Are you all thinking about what role Dagster shoul...
# dagster-feedback
p
Are you all thinking about what role Dagster should play in defining/managing streaming data workflows? I would think it’s not uncommon for people to have streaming workflows mixed in with batch ones across their stack - maybe some data ingestion is streaming and those assets are consumed by assets Dagster knows about and materializes. Or alternatively you could have a materialized view downstream of assets refreshed by Dagster. The former at least could be modeled as an observable source asset but that feels incomplete in the sense that Dagster knows nothing about the definition of the asset. I like the idea of the orchestration tool as a control plane and would like that to extend to streaming data workflows as well. Maybe Dagster isn’t responsible for keeping those assets updated but should still know about their definition, freshness, lineage, etc in the same way.
👀 2
d
Hey @Prratek Ramchandani, we are actively thinking about this. I think you pointed out the a couple pathways that we’d consider, 1. representing its lineage in our graphs, 2. adding metadata about status.

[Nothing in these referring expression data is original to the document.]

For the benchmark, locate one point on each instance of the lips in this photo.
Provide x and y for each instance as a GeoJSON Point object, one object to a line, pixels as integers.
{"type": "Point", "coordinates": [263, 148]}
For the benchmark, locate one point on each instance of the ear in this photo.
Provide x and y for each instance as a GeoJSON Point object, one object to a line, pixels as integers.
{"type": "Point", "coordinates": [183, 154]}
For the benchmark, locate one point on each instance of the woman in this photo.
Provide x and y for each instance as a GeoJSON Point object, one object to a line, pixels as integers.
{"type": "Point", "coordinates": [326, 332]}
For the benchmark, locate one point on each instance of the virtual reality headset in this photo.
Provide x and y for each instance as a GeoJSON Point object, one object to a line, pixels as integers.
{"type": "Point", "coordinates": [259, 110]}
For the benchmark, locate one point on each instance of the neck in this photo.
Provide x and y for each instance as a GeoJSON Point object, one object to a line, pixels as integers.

We’re trying to form up our ideas, and starting to talk to people who have previously expressed interest in the topic, would love to follow up with you separately to have a live conversation if you’ve got time in the next week or so. I’ll DM you
D 1
p
nice! i'd be happy to chat
q
@Dagster Jarred These 2 points already would be great! Do you have any update or github discussion to follow up?
d
hey @Quentin Gaborit @Prratek Ramchandani we put this one on the back burner temporarily to focus on helping teams monitor and evaluate Dagster resource consumption (which jobs are running longest, using most credits, most retries, snowflake credits, etc).
p
that's exciting!